Saudi Energy Minister Khalid al-Falih gave the thumbs up when asked whether the committee had agreed on a nine-month extension, but his Russian counterpart Alexander Novak surprised later by saying a 12-month prolongation was also on the table.
“The recommendation is to keep current quotas ... The duration is nine months. Tomorrow we will discuss the possibility of extending by another three months (to June 2018),” Novak said.
Iraq also said the 12-month option - an unusually long duration for an OPEC cut - was on the table.
By 1738 GMT, Brent crude was trading down almost 0.5 percent, below $54 a barrel. [O/R]
“OPEC has already achieved a lot. They stopped the oil market surplus from building even before they started cutting,” said Gary Ross, head of global oil at PIRA Energy, a unit of S&P Global Platts.
Amrita Sen of consultancy Energy Aspects said: “If OPEC can ease fears about 2018 balances, that will also help the upside to prices in 2017.”
Most OPEC ministers including those from Iraq and Iran had already voiced support for extending cuts by nine months.
Iranian Oil Minister Bijan Zanganeh, who had clashed with Saudi Arabia in many previous OPEC meetings, said in Vienna that OPEC seemed to have built a consensus around nine months.
“I would go along with the majority,” Zanganeh said.
Under the existing deal, Iran received an exemption slightly to raise output, which has been curtailed by years of Western sanctions. Iran’s production has been stagnant in recent months, suggesting limited upside potential at least in the short term.
OPEC’s cuts have helped push oil back above $50 a barrel this year, giving a fiscal boost to producers, many of which rely heavily on energy revenues and have had to burn through foreign-currency reserves to plug holes in their budgets.
Oil’s earlier price decline, which started in 2014, forced Russia and Saudi Arabia to tighten their belts and led to unrest in some producing countries including Venezuela and Nigeria.
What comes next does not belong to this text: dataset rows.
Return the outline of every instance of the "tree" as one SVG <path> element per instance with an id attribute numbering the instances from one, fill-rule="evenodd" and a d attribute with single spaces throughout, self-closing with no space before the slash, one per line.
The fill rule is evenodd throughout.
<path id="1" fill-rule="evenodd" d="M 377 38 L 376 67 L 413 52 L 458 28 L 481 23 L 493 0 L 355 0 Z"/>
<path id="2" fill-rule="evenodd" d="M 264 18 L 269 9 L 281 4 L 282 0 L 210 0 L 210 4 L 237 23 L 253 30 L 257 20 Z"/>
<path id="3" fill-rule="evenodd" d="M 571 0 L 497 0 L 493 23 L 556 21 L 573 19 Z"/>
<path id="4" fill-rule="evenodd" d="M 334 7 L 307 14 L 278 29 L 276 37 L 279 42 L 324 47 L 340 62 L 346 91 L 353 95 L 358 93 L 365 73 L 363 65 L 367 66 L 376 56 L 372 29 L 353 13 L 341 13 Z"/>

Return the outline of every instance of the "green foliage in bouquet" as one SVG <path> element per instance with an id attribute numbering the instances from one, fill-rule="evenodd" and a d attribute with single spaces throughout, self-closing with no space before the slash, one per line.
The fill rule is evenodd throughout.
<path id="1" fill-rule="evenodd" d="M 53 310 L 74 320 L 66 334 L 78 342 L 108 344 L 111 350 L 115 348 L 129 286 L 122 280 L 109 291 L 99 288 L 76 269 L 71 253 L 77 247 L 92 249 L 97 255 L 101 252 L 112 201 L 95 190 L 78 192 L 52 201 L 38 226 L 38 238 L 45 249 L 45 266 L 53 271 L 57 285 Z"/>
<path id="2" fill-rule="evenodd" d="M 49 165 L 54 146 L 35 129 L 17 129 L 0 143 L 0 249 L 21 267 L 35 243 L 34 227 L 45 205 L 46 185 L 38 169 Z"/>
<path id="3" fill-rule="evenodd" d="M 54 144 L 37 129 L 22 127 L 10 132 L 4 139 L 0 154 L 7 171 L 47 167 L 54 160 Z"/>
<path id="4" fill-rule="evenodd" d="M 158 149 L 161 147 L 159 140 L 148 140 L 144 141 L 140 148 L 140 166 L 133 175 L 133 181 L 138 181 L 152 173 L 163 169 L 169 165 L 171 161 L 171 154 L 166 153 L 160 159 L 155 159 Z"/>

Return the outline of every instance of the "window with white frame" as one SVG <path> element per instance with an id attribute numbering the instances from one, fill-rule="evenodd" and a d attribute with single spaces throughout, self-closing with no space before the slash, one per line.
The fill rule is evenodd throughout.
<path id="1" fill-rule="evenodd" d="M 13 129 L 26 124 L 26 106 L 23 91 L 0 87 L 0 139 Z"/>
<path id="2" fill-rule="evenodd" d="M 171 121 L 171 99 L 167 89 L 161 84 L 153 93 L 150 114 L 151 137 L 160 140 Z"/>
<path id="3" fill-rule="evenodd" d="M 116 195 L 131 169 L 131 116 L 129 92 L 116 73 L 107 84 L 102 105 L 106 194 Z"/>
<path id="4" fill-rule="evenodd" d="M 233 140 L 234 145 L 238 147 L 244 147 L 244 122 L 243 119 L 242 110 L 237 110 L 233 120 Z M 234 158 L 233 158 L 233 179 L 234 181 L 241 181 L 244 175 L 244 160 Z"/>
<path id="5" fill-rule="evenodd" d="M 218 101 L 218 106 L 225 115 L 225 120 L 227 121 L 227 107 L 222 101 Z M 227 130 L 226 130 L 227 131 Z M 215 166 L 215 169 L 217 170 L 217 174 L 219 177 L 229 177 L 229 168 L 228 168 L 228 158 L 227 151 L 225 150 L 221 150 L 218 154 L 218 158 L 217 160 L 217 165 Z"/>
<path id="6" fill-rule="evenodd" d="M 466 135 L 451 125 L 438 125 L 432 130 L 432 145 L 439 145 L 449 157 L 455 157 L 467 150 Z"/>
Surprises on Thursday are still possible.
A substantial additional cut was unlikely, one OPEC delegate said, “unless Saudi Arabia initiates it with the biggest contribution and is supported by other Gulf members”.
The price rise this year has spurred growth in the U.S. shale industry, which is not participating in the output deal, thus slowing the market’s rebalancing with global stocks still near record highs.
OPEC has a self-imposed goal of bringing stocks down from a record high of 3 billion barrels to their five-year average of 2.7 billion.
Algerian Energy Minister Noureddine Boutarfa said he believed stocks remained stubbornly large in the first half of 2017 because of high exports from the Middle East to the United States.
“Thankfully, things are improving and we started seeing a draw in inventories in the United States,” Boutarfa said, adding he believed that inventories should decline to their five-year average by the end of 2017.
Exports will be a key focus on Thursday as OPEC members recognize that their own destocking has led inventories to fall less than expected, Sen of Energy Aspects said:
“We believe there will be a push to stop destocking by OPEC producers and hence reduce exports.”